Tuesday, 4 January 2011

Floods










In about three weeks I'll be driving west again.

Given what the weather has delivered during the last fortnight that may be a challenge.

Most of the roads I use are closed. The Warrego is cut between Toowoomba and Dalby and also between Miles and Roma. Chinchilla is recovering from record breaking inundation as is Dalby. Condamine is totally evacuated. The Leichhardt is closed to the South of Wandoan, and Taroom, further to the North, is totally isolated.

St George is threatened with its worst flood on record, waiting for the water surrounding Surat to move down the Balonne. God knows what is happening West of Cunnamulla and Charleville. As far as the local media is concerned, Thargomindah and Quilpie may well have vanished from the map. I've read and heard nothing.

The Warrego Highway, which was a disaster through pummelling from grain and coal-carrying B doubles before the floods must be a mess now.
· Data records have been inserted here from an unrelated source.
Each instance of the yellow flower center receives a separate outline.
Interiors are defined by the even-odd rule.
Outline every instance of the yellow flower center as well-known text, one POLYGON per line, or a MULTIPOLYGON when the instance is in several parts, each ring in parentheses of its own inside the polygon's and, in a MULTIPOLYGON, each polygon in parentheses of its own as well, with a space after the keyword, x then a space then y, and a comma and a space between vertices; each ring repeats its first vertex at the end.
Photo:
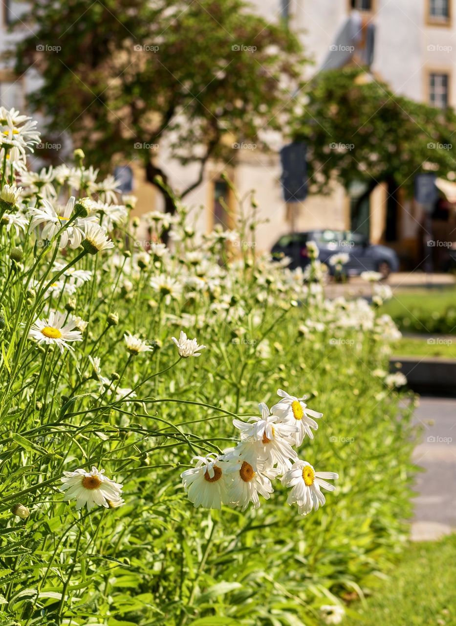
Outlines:
POLYGON ((101 481, 97 476, 84 476, 83 478, 83 486, 84 489, 89 489, 91 491, 98 489, 101 485, 101 481))
POLYGON ((313 481, 315 480, 315 473, 313 468, 310 465, 306 465, 302 471, 302 478, 308 487, 313 485, 313 481))
POLYGON ((295 400, 291 403, 291 411, 295 416, 295 419, 302 419, 304 417, 304 409, 301 406, 301 403, 298 400, 295 400))
POLYGON ((46 326, 43 328, 41 333, 44 337, 49 337, 51 339, 59 339, 62 336, 62 333, 58 328, 53 328, 52 326, 46 326))
POLYGON ((207 480, 208 483, 215 483, 216 481, 220 480, 221 478, 221 470, 220 468, 218 467, 216 465, 214 465, 212 469, 214 470, 214 475, 211 478, 209 475, 209 472, 207 470, 205 473, 205 480, 207 480))
MULTIPOLYGON (((274 437, 275 437, 275 431, 274 430, 274 426, 273 426, 272 427, 272 438, 273 439, 274 437)), ((266 436, 266 430, 265 430, 265 432, 263 433, 263 439, 261 439, 261 441, 263 441, 263 444, 266 444, 266 443, 269 443, 270 441, 271 441, 270 439, 268 439, 268 438, 266 436)))
POLYGON ((245 483, 250 483, 255 477, 255 473, 251 465, 246 461, 244 461, 239 470, 239 475, 245 483))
The pic shows the condition of one stretch of the Leichhardt Highway after the water receded. It would be safe to assume that there are kilometers of road in a similar state.

I can't begin to imagine what the families out there are going through. Many have had their properties flooded, and they have had to watch their crops rotting because they can't get machinery in.

Literally millions of dollars worth of cotton and grain is lost. Apart from the physical damage, the humidity, the mossies and sandflies, and the stink of mud make life very difficult.

Smells take you back. I was returning from Brisbane last week, and had to queue at a barricade because there was water over the road near the Glenore Grove turnoff. While I waited, the stink of the flooding was all pervasive, and instantly transported me back to St Lucia (Brisbane) in 1974.















Back then, I was living in Brisbane and had volunteered to be part of a cleanup team that was working in a row of houses which had been completely inundated on Sir Fred Schonell Drive. The odour of the mud and the smell of decay already evident in furniture and linen will stay in my memory for a long time. Wooden houses don't cope well with being covered by water. Everything swells and most internal fittings have to be replaced.

I had cause to remember the situation for reasons other than the smell. After snagging my calf on a hidden rusty nail, I had to head off to casualty for a Tetanus injection. As it turned out, I didn't get Tetanus, but did end up with a nasty local infection. There's a variety of nasty bugs in floodwater.

If you'd like to help the bushies (and the townies) recovering from what has been the worst flood event in a century, log on to the website.

Donations are tax deductible.

1 comment:

Boy on a bike said...

There were floods out where we went for Christmas. Spoke to one bloke who had the unenviable job of removing a dead pig from under a house where it had been washed by the flood. It popped as soon as he tried moving it.

I suggested demolishing the house (weatherboard) and building a nicer smelling one a bit further up the block.